Still, Freeway (originally on Seattle’s Will Records) remained semiobscure until V2 picked it up and rereleased it along with last year’s sparkling Signal to Snow Ratio EP. It provided the band with the boost it needed to record some fresh material. “When we finally got going with Under the Western Freeway, it was getting pretty old for us,” admits Lytle. By the time the record had a proper release, the band had been playing those songs for three years. He calls Sophtware Slump a step up for the five-piece: “It’s a bigger, enhanced version with all the same ideology of Grandaddy intact.”

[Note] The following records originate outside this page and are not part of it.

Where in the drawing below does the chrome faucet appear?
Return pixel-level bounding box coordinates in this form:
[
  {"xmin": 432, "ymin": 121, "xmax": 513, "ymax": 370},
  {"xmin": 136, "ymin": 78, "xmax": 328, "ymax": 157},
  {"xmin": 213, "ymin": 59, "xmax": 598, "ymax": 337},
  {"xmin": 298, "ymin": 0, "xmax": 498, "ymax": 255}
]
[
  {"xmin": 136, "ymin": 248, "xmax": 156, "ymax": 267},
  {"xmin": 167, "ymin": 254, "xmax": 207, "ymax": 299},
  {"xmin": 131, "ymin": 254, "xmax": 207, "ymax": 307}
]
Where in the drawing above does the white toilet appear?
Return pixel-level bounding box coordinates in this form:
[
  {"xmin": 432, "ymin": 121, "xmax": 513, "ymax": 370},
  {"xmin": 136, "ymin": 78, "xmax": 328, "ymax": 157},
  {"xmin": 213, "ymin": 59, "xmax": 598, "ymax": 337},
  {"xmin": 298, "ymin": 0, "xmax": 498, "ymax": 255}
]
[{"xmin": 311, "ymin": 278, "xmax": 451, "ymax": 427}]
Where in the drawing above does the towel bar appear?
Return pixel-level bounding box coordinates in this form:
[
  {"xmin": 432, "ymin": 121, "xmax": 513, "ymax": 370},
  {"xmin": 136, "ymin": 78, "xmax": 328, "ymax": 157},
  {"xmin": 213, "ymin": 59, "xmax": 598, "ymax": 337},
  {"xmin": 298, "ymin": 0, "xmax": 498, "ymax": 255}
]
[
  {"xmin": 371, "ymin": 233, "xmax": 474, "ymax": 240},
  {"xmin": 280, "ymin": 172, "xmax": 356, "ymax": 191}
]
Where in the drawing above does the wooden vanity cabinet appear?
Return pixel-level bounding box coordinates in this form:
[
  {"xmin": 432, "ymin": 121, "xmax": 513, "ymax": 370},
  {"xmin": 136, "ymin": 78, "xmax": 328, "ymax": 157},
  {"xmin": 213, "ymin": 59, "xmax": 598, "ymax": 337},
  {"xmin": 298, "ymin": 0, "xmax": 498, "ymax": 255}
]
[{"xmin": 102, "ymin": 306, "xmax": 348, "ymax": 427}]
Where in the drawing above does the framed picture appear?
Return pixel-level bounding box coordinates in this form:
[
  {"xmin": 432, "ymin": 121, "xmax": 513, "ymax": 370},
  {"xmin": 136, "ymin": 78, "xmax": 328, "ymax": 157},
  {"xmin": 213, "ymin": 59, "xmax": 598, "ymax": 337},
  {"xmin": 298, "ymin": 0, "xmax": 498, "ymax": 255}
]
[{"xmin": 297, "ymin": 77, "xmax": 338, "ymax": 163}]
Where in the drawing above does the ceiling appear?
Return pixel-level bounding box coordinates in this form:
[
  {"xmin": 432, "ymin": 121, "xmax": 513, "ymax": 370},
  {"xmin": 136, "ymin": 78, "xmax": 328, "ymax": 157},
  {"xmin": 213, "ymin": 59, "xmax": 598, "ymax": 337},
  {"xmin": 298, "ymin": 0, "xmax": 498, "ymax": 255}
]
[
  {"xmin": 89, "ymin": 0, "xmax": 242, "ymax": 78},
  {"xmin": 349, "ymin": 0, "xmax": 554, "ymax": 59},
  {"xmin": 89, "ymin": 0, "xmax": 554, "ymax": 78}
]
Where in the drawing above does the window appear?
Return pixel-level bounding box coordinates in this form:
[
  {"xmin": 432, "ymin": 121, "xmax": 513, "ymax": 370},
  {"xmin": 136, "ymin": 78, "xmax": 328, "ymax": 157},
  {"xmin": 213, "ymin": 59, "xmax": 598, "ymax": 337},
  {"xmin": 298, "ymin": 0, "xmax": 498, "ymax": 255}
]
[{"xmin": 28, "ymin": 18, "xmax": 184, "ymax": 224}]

Indeed, the new record is rife with imagery and more engulfing synth bits than even a Cars fan would know what to do with. Lytle’s fucked-up superhumans populate uninhabited pockets that haven’t been touched since ELO left the pop sphere. It almost makes one long for a quiet space in the desert, perhaps a lonely beer in an airplane graveyard or a sleeping bag filled with motorized ants. Almost. Save for Grandaddy, the desert is still a bad place. Back to his anthropological perspective, Lytle explains that people suffer when they inhabit places best left to nature. “I think nomadic people had it figured out a long time ago. You either acclimate to a certain area, or you learn to totally avoid certain areas during certain seasons and move on. Air-conditioning and TV have confused people’s nomadic sensibilities.” Jason, are you sure you don’t want a side job as a sociologist? “Gawd, if people didn’t depress me so much, I might consider it,” he answers.